The weather here on Earth is ideal for life because this is where it evolved. Choosing the right planet in our Solar System to terraform in order for it to sustain is going to be a difficult task no matter the circumstances as there are so many limits as well as possible things that can go wrong and act as pushbacks. One of these limits is the weather, this includes the overall climate on a given planet and also the range of temperature. Temperature is arguably the most important factor when we consider the weather conditions for a planet that could be colonised as it would be very difficult for a very cold planet to be terraformed successfully. For example, cooling down Venus would require advanced technology which we do not possess at the moment but which we could be in the next twenty years.
Warming up Mars on the other hand could be done with our current technology. Earth’s average temperature is around 14°C, whereas in Mars the mean temperature is -63°C, which is far below freezing.This is partly because Mars has a much thinner atmosphere, which is in fact only 1% the thickness of Earth’s atmosphere. If we want life to survive sustainably on Mars we will have to make it thicker and change its composition. One strategy that could do this is triggering a greenhouse effect, meaning any heat from the Sun’s radiation is trapped, heating Mars all over. There are multiple ways to do this, like using methane mined from the rocks on Mars, carbon dioxide depending on if there is enough or ammonia. Using ammonia is the most likely way to do this. We can get the amount of ammonia needed by smashing ice-rich comets from the outer Solar System.

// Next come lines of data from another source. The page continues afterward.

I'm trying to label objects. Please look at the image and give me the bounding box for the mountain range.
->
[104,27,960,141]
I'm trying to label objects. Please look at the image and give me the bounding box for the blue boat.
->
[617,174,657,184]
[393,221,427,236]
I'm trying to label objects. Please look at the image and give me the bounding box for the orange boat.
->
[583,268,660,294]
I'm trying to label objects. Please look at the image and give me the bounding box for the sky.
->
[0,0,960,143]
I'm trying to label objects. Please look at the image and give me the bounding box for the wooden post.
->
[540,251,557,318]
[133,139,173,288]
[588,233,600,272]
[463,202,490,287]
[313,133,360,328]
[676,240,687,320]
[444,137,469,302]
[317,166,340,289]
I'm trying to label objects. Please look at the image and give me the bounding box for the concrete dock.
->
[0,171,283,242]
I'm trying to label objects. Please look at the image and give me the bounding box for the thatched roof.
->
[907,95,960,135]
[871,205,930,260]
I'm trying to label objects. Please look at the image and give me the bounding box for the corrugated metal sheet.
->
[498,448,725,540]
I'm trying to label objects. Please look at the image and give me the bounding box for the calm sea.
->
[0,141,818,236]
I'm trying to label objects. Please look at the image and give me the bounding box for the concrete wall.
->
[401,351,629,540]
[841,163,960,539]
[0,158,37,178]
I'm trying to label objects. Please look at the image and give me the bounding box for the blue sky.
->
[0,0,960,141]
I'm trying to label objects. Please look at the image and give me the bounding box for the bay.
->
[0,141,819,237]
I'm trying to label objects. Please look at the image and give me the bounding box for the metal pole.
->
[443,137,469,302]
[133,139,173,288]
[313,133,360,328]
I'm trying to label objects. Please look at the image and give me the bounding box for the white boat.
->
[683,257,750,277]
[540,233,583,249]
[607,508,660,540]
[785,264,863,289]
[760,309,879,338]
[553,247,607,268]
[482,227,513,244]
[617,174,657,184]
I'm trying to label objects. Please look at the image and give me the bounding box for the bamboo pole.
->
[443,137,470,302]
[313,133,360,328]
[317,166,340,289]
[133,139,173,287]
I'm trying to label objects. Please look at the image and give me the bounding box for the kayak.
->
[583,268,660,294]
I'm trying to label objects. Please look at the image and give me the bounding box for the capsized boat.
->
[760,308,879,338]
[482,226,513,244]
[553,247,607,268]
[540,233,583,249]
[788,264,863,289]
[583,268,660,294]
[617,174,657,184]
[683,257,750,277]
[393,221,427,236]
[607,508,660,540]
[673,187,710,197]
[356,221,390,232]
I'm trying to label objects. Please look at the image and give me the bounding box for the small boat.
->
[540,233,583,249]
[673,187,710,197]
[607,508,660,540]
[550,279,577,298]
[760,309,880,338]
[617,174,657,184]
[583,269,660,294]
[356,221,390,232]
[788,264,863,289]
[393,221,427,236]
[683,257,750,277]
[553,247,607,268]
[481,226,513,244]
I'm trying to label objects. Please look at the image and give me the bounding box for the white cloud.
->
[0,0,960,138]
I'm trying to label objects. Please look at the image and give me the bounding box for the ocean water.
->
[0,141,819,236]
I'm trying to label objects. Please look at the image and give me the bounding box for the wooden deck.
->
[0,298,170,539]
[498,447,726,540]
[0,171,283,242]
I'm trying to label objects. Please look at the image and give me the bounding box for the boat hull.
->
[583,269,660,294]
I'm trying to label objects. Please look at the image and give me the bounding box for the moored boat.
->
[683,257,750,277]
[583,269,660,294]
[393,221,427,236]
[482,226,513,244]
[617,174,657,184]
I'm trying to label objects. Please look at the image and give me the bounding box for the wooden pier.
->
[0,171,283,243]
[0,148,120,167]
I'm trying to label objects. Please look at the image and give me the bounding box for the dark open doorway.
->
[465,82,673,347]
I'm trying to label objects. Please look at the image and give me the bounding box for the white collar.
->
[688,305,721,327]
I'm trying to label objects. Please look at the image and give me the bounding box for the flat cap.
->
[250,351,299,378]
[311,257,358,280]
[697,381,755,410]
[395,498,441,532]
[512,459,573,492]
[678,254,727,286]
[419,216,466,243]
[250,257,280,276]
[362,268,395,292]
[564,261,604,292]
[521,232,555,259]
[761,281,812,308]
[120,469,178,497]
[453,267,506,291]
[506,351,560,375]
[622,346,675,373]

Ammonia is mostly nitrogen by weight, once we get to the point of releasing oxygen on Mars through plantlife, an atmosphere similar to Earth’s could be formed like it was millions of years ago. This would result in a thicker overall atmosphere, meaning a higher atmospheric pressure that would allow humans to possibly live there. As a result, the atmosphere will warm the planet and allow for a colony to be built. This can sound like quite an insane plan but, warming up Mars will be the hardest part of terraforming it and so far it is the best one scientists have come up with. After warming up Mars, the next step of terraforming it would be to melt its polar ice caps. By melting them we will have a large liquid water supply. Therefore, by having water on Mars, the source of life, we can have the environment for all life. We can for example, make changes to the Martian soil and make it suitable and fertile which will allow us to grow plants and produce abundant crops and vegetation. This will not only biologically terraform Mars, but also visually as all sorts of life will be able to live there.
However, it is a known scientific fact that Mars does not have a magnetosphere, it was a major factor of why Mars lost its Earth-like atmosphere. Mars’ global magnetic field shut down around 4.2 billion years ago. This meant that it had no protection from solar wind and powerful Sun explosions. These events resulted in Mars’ losing most of its atmosphere.This is a big disadvantage as it means there isn’t an abundance of carbon dioxide in Mars’ rocks to be released. Carbon dioxide is a vital substance in order for us to trigger a greenhouse effect on Mars. Unfortunately, this means that any atmosphere we do manage to kickstart will have a limited lifetime. Eventually, it will be stripped away exactly like it did billions of years ago.